One copy pass can contain either of 3 actions:
-
Copying the data. The files on source different from ones on target (including the case when those don't exist) are copied. Also involves creating folders on target.
-
Delete. Needed for the final pass, when we want to delete files on target which were deleted by users from source after the last migration happened.
-
Dirs mtime sync. After all changes to files are made on target filesystem, this pass will synchronize the target folders mtimes with ones on source to create an identical copy of the filesystem.
(source: the filesystem with users' data; target: the filesystem where data is being migrated to)
On the first run during the first-level folders creation on target filesystem the folders will be alternated between 2 MDS'es (0 and 1). THis is done to better balance the load in case we have 2 MDS. Adjust the code if needed otherwise.
#Dependencies:
- RabbitMQ server
- Python (tested with 2.7)
- Celery python package
- Memcached server
- Lustre filesystems mounted on all mover nodes
- Graphite server for statistics collection
- cloghandler python package
- put lustreapi.py from pcp project ( https://github.com/wtsi-ssg/pcp/blob/master/pcplib/lustreapi.py ) and its required liblustreapi.so module into "lustre" folder
#Configuring:
All celery task files are using rabbitmq/rabbitmq.conf and rabbitmq/rabbitmq_data_move.conf files to connect to the rabbitmq server.
The rabbitmq/rabbitmq_data_move.conf file should have the data_move user password. To set a password and create the file run rabbitmq_init.sh script on rabbitmq server. The file should be synced to all nodes which will perform the data migration. The rabbitmq/rabbitmq.conf file should contain the RabbitMQ server hostname. Same hostname will be used for memcached server.
Most data migration settings can be set in config.py file:
USERNAME = 'data_move'
used as rabbitmq virtual hostname and rabbitmq username. The passord for the user should be in rabbitmq/rabbitmq_.conf file
OLDEST_DATE = 90 * 24 * 60 * 60
filter files by atime. Files older than OLDEST_DATE won't be copied. To disable set to 0.

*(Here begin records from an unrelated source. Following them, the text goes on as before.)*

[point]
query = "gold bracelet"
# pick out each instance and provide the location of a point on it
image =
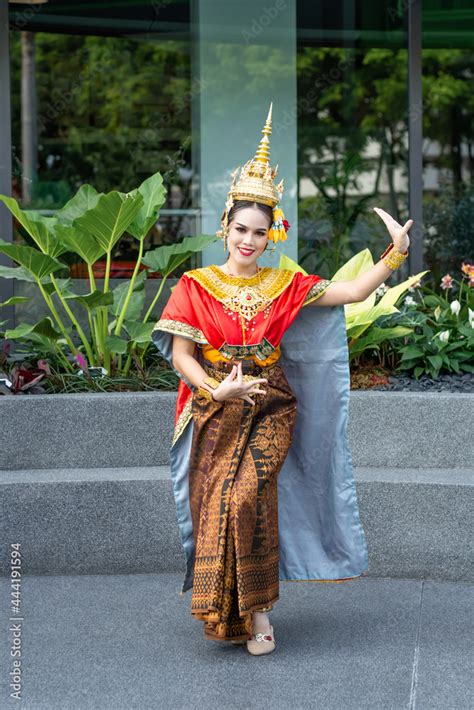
(393, 258)
(206, 394)
(213, 384)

NEWEST_DATE = 0 #24 * 60 * 60
filter files by mtime. Files newer than NEWEST_DATE won't be copied. To disable set to 0. Useful for initial pass: the files with recent mtime are likely to be changed by a user during the migration. Should be set to 0 for the final pass.
STATS_ENABLED = True
Enable statistics to memcached
REPORT_INTERVAL = 30 # seconds
Minimal time interval between stats reports
source_mount = "/mnt/source"
Source filesystem mount point
target_mount = "/mnt/target"
Target filesystem mount point
#Running:
To start regular file copy celery workers on a node, run run.sh script. The run_del.sh script will run delete workers, and run_dirtime.sh runs directories mtime fix workers. To run the same scripts in debug mode, use "try_f" (files worker) and "try_d" (dirs worker) parameters for run.sh and run_del.sh scripts. Those will run in foreground and display all debugging information.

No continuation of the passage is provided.